The Union Cycliste Internationale (UCI) welcomes the work of the British Parliament’s Digital, Culture, Media and Sport (DCMS) Select Committee as set out in its report “Combatting doping in sport”.
The conclusions in the Report (insofar as cycling is concerned) support and reinforce the UCI’s concerns about the potential abuse of Therapeutic Use Exemptions (TUEs), in particular with respect to corticosteroids. As noted by the DCMS, these concerns were first raised in the Cycling Independent Reform Commission’s report in 2015 and appear to remain an issue today.
As far as TUEs are concerned, the UCI reinforced its rules in 2014 to ensure that the UCI TUE Committee is composed of multiple independent experts in the fields of clinical, sports and exercise medicine and that a TUE can only be granted if there is unanimity amongst the three members of the TUE Committee Panel. Having said that, the UCI fully supports the DCMS’s conclusion that “[t]he TUE system needs to be kept under permanent review” and the UCI will continue to consider possible improvements that could be made to its TUE system.
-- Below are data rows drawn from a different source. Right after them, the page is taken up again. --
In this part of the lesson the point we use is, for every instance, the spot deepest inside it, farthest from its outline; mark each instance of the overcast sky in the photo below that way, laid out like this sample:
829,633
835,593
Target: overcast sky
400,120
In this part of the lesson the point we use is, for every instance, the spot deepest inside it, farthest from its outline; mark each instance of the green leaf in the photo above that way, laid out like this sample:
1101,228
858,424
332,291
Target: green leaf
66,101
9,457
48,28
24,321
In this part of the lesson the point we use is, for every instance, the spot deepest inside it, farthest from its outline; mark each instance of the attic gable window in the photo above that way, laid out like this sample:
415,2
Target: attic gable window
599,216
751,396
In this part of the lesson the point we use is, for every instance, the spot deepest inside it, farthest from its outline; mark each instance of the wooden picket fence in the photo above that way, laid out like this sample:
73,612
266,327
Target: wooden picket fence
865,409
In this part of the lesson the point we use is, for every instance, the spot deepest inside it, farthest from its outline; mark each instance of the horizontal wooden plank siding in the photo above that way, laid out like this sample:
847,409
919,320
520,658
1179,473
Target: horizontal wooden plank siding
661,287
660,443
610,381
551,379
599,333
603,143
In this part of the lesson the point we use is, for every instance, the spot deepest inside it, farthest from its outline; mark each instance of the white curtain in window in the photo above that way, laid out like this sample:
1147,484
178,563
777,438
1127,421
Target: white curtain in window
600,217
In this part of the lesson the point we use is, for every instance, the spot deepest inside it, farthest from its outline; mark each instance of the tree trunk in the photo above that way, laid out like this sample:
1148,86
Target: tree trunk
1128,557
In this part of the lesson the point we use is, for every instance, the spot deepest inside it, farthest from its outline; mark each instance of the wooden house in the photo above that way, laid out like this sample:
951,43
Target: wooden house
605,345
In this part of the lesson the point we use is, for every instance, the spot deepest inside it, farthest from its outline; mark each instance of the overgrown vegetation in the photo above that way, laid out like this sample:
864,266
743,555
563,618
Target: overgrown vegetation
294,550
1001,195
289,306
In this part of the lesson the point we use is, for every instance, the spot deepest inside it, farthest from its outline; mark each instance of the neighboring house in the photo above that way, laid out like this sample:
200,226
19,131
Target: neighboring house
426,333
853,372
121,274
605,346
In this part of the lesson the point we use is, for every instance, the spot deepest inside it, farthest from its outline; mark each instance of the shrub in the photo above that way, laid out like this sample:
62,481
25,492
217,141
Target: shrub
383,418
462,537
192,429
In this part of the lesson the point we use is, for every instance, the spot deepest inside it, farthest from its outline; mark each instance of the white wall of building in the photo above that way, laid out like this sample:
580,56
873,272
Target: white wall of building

The UCI also shares the DCMS’s concerns about the use of both corticosteroids and the painkiller Tramadol in cycling. As a signatory of the World Anti-Doping Code, the UCI is bound by the current Prohibited List, however the UCI has requested, and will continue to request, that the World Anti-Doping Agency (WADA) take additional steps in relation to corticosteroids and Tramadol. This is a subject that is particularly important to the UCI’s President, who will discuss the issue with the WADA President at their next meeting in April. In addition to this, WADA has set up a working group on the matter and the UCI, through the Cycling Anti-Doping Foundation (CADF), is in touch with this working group.